Upon the whole, then, I am inclined to the opinion, which seems in the main that of Förstemann, that, at least as the general rule, these endings are simply phonetic, and that they have no meaning whatever. In our own and the cognate languages, en is the principal phonetic particle—e.g., English bow, Germ. bogen—Germ. rabe, Eng. raven—Lat. virgo, Fr. vierge, Eng. virgin. But we have also traces in English of a similar phonetic er, (see Latham's Handbook of the Eng. Language, p. 199). The general reader will understand better what is here intended by comparing our words maid and maiden. Between these two words there is not the slightest shade of difference as regards meaning—the ending en is merely added for the sake of the sound, or, in other words, it is phonetic. Just the same difference then that there is between our words maid and maiden I take to be between the names of our rivers Lid and Lidden. The ending in both cases serves, if I may use the expression, to give a sort of finish to the word.
The question then arises—supposing these endings to be phonetic—were they given in the first instance, or have they accrued in after times? It is probable that both ways might obtain; indeed we have some evidence to shew that the latter has sometimes been the case. Thus the Medina in the Isle of Wight was once called the Mede, and the Shannon of Ireland stands in Ptolemy as the Senus. On the other hand cases are more frequent in which the ending has been dropped. Thus the Yare is called by Ptolemy the Garrhuenus, i.e., the Garron or Yarron. And the Teme appears in Anglo-Saxon charters as the Taméde or Teméde. Indeed the Thames itself would almost seem, by having become a monosyllable, to have taken the first step of a change which has been arrested for ever. So in Germany the Bille, Ohm, Orre, and Bordau, appear in charters of the 8th and 9th cent., as the Bilena, Amana, Oorana, and Bordine. And in France the Isara and the Oscara have in modern times become respectively the Oise and the Ousche; in both these two cases the ending er has been dropped; for Oise=is, not isar; and Ousche=osc, not oscar.

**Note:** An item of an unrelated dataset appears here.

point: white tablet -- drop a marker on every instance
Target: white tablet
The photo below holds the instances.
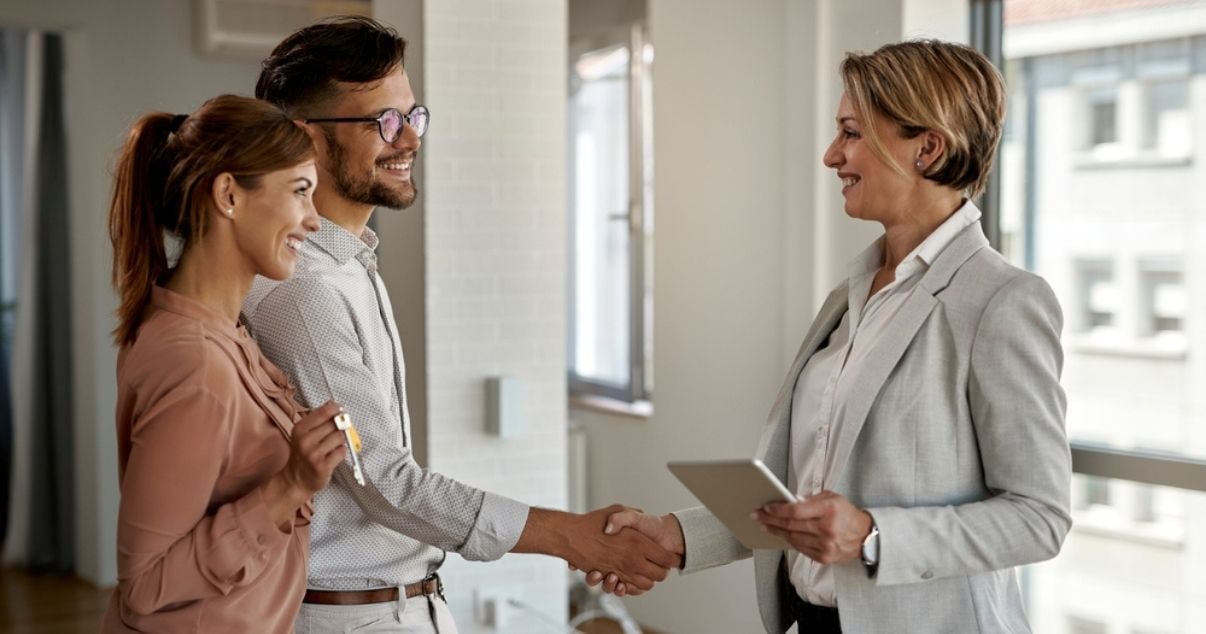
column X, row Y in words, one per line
column 732, row 489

This latter principle is indeed only in accordance with the general tendency of language towards what Max Müller terms "phonetic decay"—a principle which seems less active in the rude than in the cultivated stages of society. It would appear as if civilization sought to compensate itself for the increased requirements of its expression, by the simplification of its forms, and the rejection of its superfluous sounds.
Upon the whole then I think that as the general rule these endings have been given in the first instance, and that they have but rarely accrued in after times. Such being the case, though in one point of view they may be called phonetic, as adding nothing to the sense, yet in another point of view they may be called formative, as being the particles by means of which words are constructed out of simple roots. And of the names in the following pages, a great part, in some language, or in some dialect, are still living words. And those that are not, are formed regularly upon the same principle, common to the Indo-European system.